1.) The hardest night of every diet is the next night. It not only never gets easier, it gets very slightly harder every single day. For the rest of my life, I guess? I’m sure quitting smoking is a lot harder but I think the mechanism of perpetual escalation must be similar. The upside, though, The upside of a strict diet is that it has helped tamp down my recurrent existential dread that someday I will be dead and not exist anymore because, hey, at least then I won’t have to be struggling to not eat six PBJ sandwiches so as to briefly know happiness again.

2.) If Mormonism had any kind of sense of humour “GET HIGH ON LDS!” would be a hell of a catchphrase.

3.) Leaving in a coupla mins to pick up a dear old friend from the airport.
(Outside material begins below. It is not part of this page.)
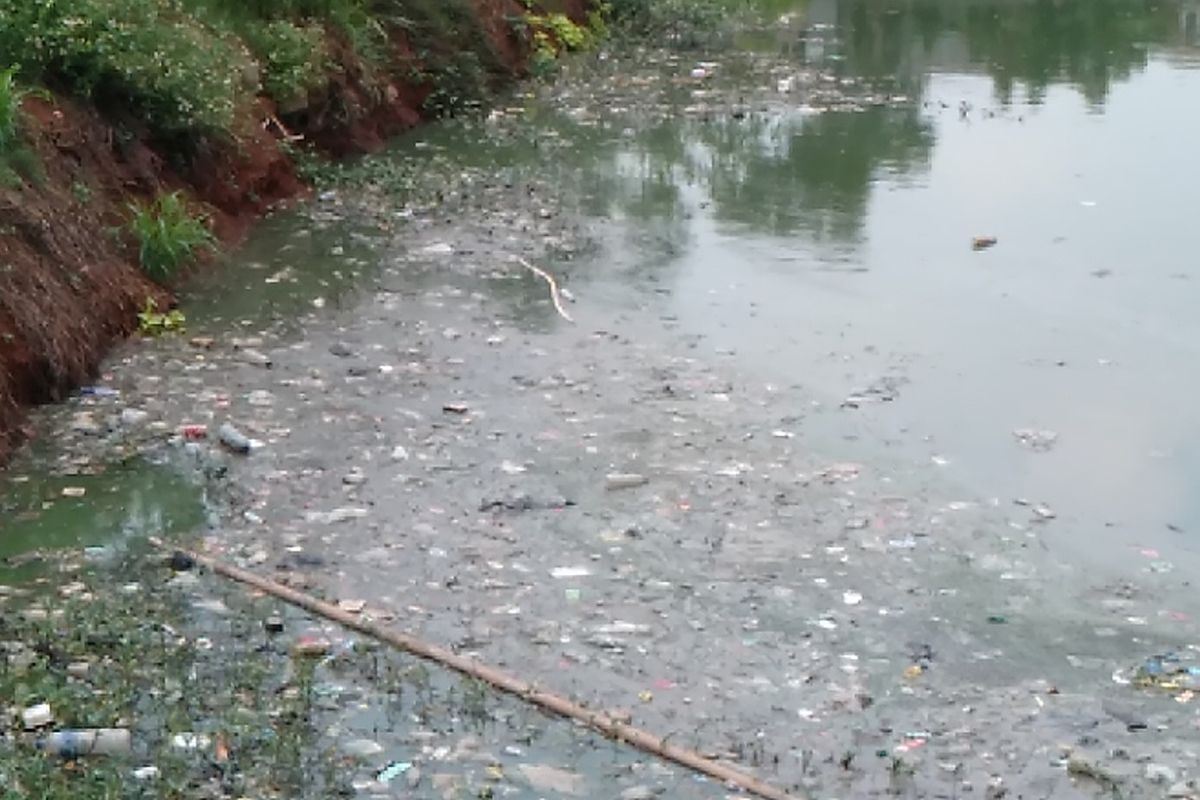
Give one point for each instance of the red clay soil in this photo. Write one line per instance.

Apparently, they invented a seven in the MORNING recently. Good for them. The advance of technology and all that.

4.) You know, we might not have immediately known PAUL BLART MALL COP was terrible if they had even tried slightly on the title. INSECURITY. There you go. Two seconds of thinking, there’s an idea that doesn’t immediately broadcast that your movie’s lazy schlock.

5.) If you think athletes standing up for people who’ve been murdered by cops for no reason, without the police even seeing justice for the murders after the fact, is “needlessly political”, just thank your God you’re privileged enough to be THAT out of touch with reality.

6.) The fake president tried to have Mueller fired because he was installed in a rank perversion of the democratic process and doesn’t believe in the democratic process at all. He is a silver-spoon authoritarian and not a legitimate president. Always remember that Trump’s junta was founded on working with a foreign dictatorship to launder stolen espionage through Wikileaks which, at heart, is a rapist hiding in the Ecuadorian embassy’s closet, clutching at straws to get away with his rapes. Always remember.Always remember that.

7.) Also, to un-political for a moment, HOW IN THE JESUSING CHRIST ARE THE Milwaukee Brewers UPGRADING THEIR OUTFIELD WITH YELICH and CAIN while the Mets in NEW YORK CITY have acquired Jay Bruce and a bag of magic beans this off-season? GOOD. GRAVY.

8.) I would be 17% more likely to consume vegetarian hamburger replacements if they were branded as “TEAM META-MEAT”. Because I am a terrible human being.